Microchip developer Conexant Systems Inc. cleared the final hurdle on its path out of Chapter 11 on Tuesday when a Delaware bankruptcy judge confirmed a reorganization plan that would see the private-equity-owned company emerge significantly deleveraged in fewer than 100 days.
The California-based company's trip through the process was swift, going from petition to confirmation in 96 days, and its last stretch was smooth with no outstanding objections to the plan and unanimous consent from the classes of creditors eligible to vote, Joshua A. Sussberg of Kirkland & Ellis LLP, an attorney for Conexant, said in court Tuesday.
"The debtor is poised to emerge as a viable, substantially deleveraged company," Sussberg said. "They will continue to live up to the tradition they've built over the last 50 plus years."
U.S. Bankruptcy Judge Mary F. Walrath noted how efficient Conexant's Chapter 11 process was when she confirmed the plan and thanked the parties for their efforts.
"I didn't have much to do in this case, which is part of the reason it's been such a success," Judge Walrath said. "I'm happy to confirm this case and see the company emerge healthier financially than it has been in years."
The plan calls for $194 million in debt to be converted into new common stock in the reorganized company and $76 million in nonrecourse unsecured notes issued by a new holding company.
It also incorporates what Conexant's attorneys called a global settlement among the debtor, secured lender QP SFM Capital Holdings Ltd. and the official committee of unsecured creditors.
QP SFM agreed to waive its $114.5 million deficiency claim when the plan goes into effect, and the recovery pool for unsecured creditors increased from $2 million to $2.9 million, according to court records.

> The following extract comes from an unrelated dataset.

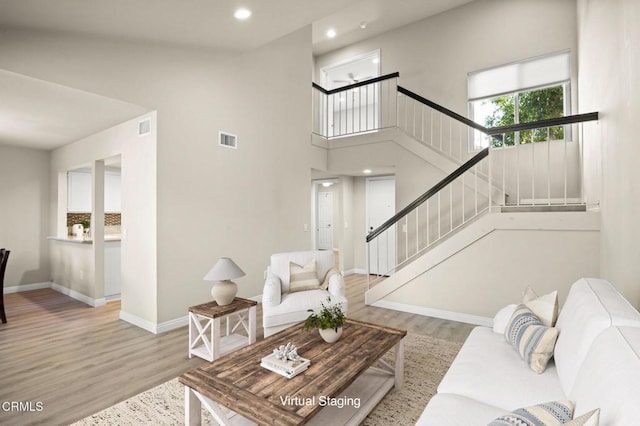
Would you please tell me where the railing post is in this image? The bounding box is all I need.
[487,145,493,213]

The secured creditor will also provide $15 million of working capital for the reorganized company on top of the $15 million it has already doled out as debtor-in-possession financing shortly after Conexant filed for Chapter 11 protection.
Conexant sought court protection on Feb. 28, looking to scale down its debt in an environment where it had been facing declining revenue and decreasing demand.
The chip developer was once the semiconductor division of manufacturing conglomerate Rockwell International until it was spun off in 1999 at the height of the tech boom.
From the start, Conexant was pulling in $1.2 billion in annual revenue and employed 6,300 people, growing even larger after a $2 billion acquisition spree.
The company was forced to downsize after the dot-com bubble burst, and Conexant's revenue figure had shrunk to $166 million by 2011, the same year it was acquired by Golden Gate Capital and August Capital.
The company has since moved from its headquarters in California from Newport Beach to Irvine, and now employs 225 people in research and development worldwide.
Conexant also holds more than 650 patents for its chips and related technology, and has more than 200 patents pending, according to court documents.
Conexant is represented by Paul M. Basta, Joshua A. Sussberg, Christopher T. Greco and Joseph Pack of Kirkland & Ellis LLP and Domenic E. Pacitti, Michael W. Yurkewicz and Morton Branzburg of Klehr Harrison Harvey Branzburg LLP.
The case is In re: Conexant Systems Inc., case number 1:13-bk-10367, in the U.S. Bankruptcy Court for the District of Delaware.